El arte de la política implica la construcción de voluntades colectivas acerca de objetivos generales y por eso es tan compleja. Estas voluntades suelen elaborarse afectivamente, por lo menos, a partir de dos componentes que las configuran siempre en algún tipo de mezcla: el impulso de conservación de lo que se tiene —de lo que no se quiere que cambie— y la esperanza de mejoría en los ámbitos en los que hay más dificultades o sufrimientos.
Por ello, según el componente que domine, la política puede dividirse entre una política de la fe, usualmente la fe en el futuro, o una política del escepticismo, pesimista sobre las posibilidades de mejorar y reacia al cambio para evitar desmejoras, más bien conservadora (lo observó Oakeshott en un breve y luminoso texto). Mientras la política de la fe parte del potente principio de la esperanza, la política del escepticismo se crea a partir del temor o la precaución ante la posible pérdida de seguridades mínimas.
En todo proceso de cambio, sobre todo cuando se pretenden para él dimensiones revolucionarias, domina la política de la fe, teniendo su fuerza fundamental en la esperanza que tiene, a su vez, varias fuentes posibles. La primera de ellas es la utopía, que necesita de una elaboración ideológica minuciosa y una didáctica pública intensa. Fue el caso, por ejemplo, de las ideas socialistas durante el siglo XX, aunque también del neoliberalismo antes de volverse la ideología dominante. En los últimos tiempos, la política de la utopía la han enarbolado con relativo éxito en la izquierda estadunidense, particularmente las candidaturas de Bernie Sanders en las dos últimas elecciones presidenciales. Prevaleció, sin embargo, la segunda fuente de la esperanza, más certera siempre, que es la memoria.

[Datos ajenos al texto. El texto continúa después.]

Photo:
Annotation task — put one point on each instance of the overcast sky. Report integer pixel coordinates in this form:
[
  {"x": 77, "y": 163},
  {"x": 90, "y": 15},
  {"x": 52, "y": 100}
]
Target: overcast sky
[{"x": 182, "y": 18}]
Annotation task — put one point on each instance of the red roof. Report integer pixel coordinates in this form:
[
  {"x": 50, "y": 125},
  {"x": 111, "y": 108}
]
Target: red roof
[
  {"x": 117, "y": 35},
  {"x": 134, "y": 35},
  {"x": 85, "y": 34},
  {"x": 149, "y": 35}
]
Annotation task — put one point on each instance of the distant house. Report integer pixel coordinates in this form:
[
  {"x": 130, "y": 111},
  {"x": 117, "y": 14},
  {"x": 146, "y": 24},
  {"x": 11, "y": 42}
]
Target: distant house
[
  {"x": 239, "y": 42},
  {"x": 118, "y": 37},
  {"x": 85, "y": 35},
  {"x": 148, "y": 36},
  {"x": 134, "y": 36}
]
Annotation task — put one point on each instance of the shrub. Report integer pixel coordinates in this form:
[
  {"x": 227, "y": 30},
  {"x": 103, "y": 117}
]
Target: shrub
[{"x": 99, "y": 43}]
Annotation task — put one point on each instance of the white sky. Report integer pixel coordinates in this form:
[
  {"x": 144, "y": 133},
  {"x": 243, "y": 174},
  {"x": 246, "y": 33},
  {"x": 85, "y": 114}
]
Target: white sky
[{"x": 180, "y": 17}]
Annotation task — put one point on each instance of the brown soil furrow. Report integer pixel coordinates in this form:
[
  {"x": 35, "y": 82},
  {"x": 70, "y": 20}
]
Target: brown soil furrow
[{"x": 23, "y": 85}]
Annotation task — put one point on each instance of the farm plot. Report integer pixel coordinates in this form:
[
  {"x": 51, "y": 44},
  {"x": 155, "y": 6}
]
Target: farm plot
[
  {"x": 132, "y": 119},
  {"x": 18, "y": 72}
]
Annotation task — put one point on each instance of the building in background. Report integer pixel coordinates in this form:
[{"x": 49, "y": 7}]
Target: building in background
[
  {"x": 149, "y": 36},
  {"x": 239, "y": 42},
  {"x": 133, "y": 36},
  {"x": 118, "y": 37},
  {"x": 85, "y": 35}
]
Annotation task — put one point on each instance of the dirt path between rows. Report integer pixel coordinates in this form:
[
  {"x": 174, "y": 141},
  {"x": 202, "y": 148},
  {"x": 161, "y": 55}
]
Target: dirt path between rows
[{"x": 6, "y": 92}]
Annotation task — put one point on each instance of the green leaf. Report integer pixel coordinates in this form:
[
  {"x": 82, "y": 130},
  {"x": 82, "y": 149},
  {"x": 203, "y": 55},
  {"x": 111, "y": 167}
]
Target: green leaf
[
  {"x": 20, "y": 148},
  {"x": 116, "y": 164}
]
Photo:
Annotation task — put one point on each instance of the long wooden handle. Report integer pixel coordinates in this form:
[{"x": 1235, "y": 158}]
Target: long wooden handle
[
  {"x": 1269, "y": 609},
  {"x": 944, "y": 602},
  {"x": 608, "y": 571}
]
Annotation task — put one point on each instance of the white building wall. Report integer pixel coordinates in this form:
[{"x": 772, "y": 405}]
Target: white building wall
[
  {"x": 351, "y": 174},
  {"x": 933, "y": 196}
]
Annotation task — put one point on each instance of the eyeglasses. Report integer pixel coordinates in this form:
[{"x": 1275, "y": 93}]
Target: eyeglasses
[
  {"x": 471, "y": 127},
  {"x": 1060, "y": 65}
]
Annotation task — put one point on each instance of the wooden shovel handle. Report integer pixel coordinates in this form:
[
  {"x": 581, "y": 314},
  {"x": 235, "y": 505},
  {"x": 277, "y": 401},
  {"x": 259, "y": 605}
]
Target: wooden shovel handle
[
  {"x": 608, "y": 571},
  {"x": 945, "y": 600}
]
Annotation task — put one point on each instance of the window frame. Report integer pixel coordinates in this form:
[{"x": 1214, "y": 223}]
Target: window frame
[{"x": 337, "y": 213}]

Primero, triunfó la esperanza de los circuitos sociales abandonados tras el declive de la sociedad industrial, del mundo del trabajo formal asociado a una seguridad social suficiente y a trabajos que se volvían también, con los sindicatos mediante, el eje de la vida de las personas. Trump eligió avivar esa nostalgia por el Estados Unidos plenamente industrial y lo logró: esa es la grandeza (económica) que se proponía recuperar al menos en el discurso. En la última elección, por otra parte, triunfó la nostalgia de la normalidad neoliberal, los buenos modales, el orden institucional oligárquico desbordado por el populismo. Se trata de una nostalgia más política que económica. Esta última es la que intentan replicar los reaccionarios mexicanos en busca de su Biden, incapaces también de inventar futuros nuevos.
En Estados Unidos, como en México, hay un duelo de nostalgias que quieren prefigurar futuros: por un lado se añoran momentos más igualitarios —la sociedad industrial o el desarrollo estabilizador—; por otro, órdenes institucionales que aunque injustos fueron estables políticamente —en el caso mexicano, el régimen de la transición a la democracia—. En ambos casos hay pocos componentes utópicos, ideológicos, creativos, pues han ido madurando muy lentamente a partir de las crisis económicas de los últimos años. Sin ellos, seguirá la danza entre nostalgias y ambiciones vulgares, y los proyectos de nación y de reforma pasarán a segundo o tercer término.